Another Day
by SoWrightSoWrong
Summary: The home life of two gay lawyers: a oneshot Phoenix/Edgeworth happy domestic fluff fic, written for the kink meme.


A/N: OH MAN I FAIL it's been so long since I've been here, because I've been _too lazy_ to upload fic. How sad is that? Anyway, here's some fluff. Written for the kink meme, like almost everything here, lolz. The prompt:

_To get my spirits back up after that Alzheimer's fic, I want Phoenix/Edgeworth **happy domestic fluff**._

It doesn't need to be overtly romantic, they don't have to whisper sweet nothings - I'd actually prefer it if it focused on the ins and outs of daily life. Go into the boring shit - like what groceries do we need to buy and when are we going to call the plumber about that drippy faucet and where the hell did you put the laundry detergent?

I just want some warm, comfortable fic about living with someone you love.

As the anon who wrote said Alzheimer's fic... yeah, I felt kind of obligated to do this, haha. So, um. This is my penance? Hope you enjoy!

* * *

Another Day

Phoenix wakes up to find Miles staring at him.

"We need to do the laundry today," he says in a very serious voice.

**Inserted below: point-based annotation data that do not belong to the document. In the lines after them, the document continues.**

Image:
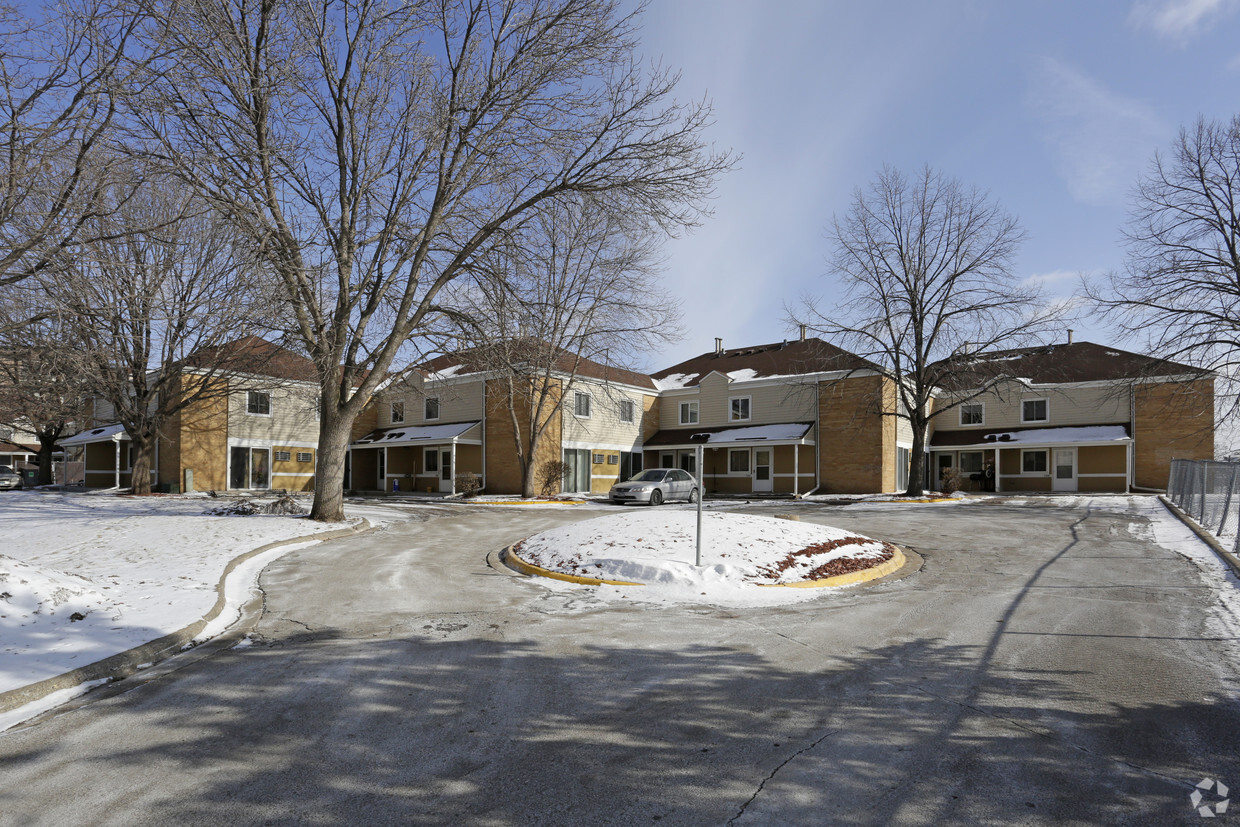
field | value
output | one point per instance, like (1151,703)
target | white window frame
(254,394)
(749,461)
(748,406)
(972,404)
(1045,454)
(577,404)
(1044,399)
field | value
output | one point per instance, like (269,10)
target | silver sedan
(655,486)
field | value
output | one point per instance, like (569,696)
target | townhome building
(789,417)
(1071,417)
(258,428)
(455,415)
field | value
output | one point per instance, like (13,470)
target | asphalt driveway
(1047,665)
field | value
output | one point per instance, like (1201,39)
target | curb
(898,561)
(125,663)
(1204,536)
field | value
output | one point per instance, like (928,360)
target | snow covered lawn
(87,575)
(739,552)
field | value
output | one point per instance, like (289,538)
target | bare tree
(925,264)
(1179,290)
(153,300)
(373,150)
(569,296)
(60,82)
(41,388)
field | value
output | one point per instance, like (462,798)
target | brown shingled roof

"Good morning to you too," Phoenix replies, leaning over to kiss him on the nose.

Edgeworth blinks at him. "It's your turn. Also, brush your teeth. I'm going to shower." He pauses, then gives him a peck on the forehead. "Good morning, Phoenix."

The other man gets out of bed, and Phoenix is left lying there with a ridiculous smile on his face.

-

"Bless you," Phoenix tells Edgeworth in advance as the other man steps into the bedroom, wearing a bathrobe and toweling his hair.

Sure enough, Miles starts to sneeze furiously. "Thank you," he tries to respond in a dignified manner, but since he sniffs loudly in the middle of it, the effect is lost on Phoenix.

"Have I ever told you how cute your post-shower sneezes are?"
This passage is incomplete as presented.